In practical terms, a substantial portion of the licensed workforce overseeing ABA services in Nebraska is either physically out of state or concentrated in a small number of locations.
Licensure alone does not guarantee proximity.
And in ABA, proximity matters.
When a child receives 30 or 40 hours of therapy each week, supervision cannot be a paperwork function. It requires direct observation of sessions, in-person coaching of technicians, collaboration with caregivers, and the ability to intervene quickly when clinical issues arise. High-intensity services involve vulnerable children and complex programming. Oversight must be real, not theoretical.
When the supervising clinician is not physically present in the state, accountability becomes harder to verify and easier to dilute.
This is not an argument against telehealth where it makes sense. Remote consultation has a role in healthcare. The issue is alignment. If a clinician is responsible for supervising intensive, in-person medical treatment delivered to Nebraska children, there should be meaningful accountability inside Nebraska.
Otherwise, enforcement weakens. Quality assurance becomes reactive instead of preventative. And families assume protections exist that, structurally, may not be as strong as they appear.

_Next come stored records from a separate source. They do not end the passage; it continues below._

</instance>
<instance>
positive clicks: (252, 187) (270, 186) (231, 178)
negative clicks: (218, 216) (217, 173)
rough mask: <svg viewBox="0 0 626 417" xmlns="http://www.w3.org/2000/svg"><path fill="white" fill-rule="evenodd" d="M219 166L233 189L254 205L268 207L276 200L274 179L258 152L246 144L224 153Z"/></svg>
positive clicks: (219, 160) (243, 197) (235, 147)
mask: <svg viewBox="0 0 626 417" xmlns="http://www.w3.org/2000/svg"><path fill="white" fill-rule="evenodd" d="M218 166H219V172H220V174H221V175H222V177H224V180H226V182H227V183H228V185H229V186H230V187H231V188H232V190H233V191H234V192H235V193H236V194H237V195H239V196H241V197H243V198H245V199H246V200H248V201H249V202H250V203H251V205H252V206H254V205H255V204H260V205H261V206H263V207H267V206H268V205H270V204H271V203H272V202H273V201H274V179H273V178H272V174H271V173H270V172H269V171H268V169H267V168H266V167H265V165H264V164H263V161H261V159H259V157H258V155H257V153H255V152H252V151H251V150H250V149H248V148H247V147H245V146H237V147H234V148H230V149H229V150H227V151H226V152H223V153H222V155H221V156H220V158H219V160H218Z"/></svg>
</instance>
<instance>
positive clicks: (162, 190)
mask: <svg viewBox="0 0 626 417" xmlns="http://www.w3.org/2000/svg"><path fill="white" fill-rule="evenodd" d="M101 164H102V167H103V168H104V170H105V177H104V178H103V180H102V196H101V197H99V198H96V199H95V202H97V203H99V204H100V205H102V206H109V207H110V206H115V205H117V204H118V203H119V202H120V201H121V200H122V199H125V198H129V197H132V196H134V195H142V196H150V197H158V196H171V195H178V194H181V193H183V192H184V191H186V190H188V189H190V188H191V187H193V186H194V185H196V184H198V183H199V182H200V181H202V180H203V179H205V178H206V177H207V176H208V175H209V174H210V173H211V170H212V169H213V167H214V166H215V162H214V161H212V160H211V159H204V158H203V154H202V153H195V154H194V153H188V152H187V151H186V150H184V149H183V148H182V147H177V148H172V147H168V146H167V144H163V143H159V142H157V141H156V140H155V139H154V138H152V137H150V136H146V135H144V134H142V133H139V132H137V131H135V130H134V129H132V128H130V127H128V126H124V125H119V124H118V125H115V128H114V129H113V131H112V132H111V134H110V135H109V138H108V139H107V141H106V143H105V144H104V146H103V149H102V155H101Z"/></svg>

Before we debate whether additional guardrails are “burdensome,” we should first be clear about what current oversight actually looks like in practice.
The data is publicly available. Anyone can review it.
This is not about limiting access or excluding qualified professionals. It is about alignment. If someone is responsible for supervising intensive, in-person medical treatment delivered to Nebraska children, there should be meaningful accountability here.
Families deserve to know what structures are actually in place — not what we assume are in place.
And clarity should not make anyone uncomfortable if the system is working as intended.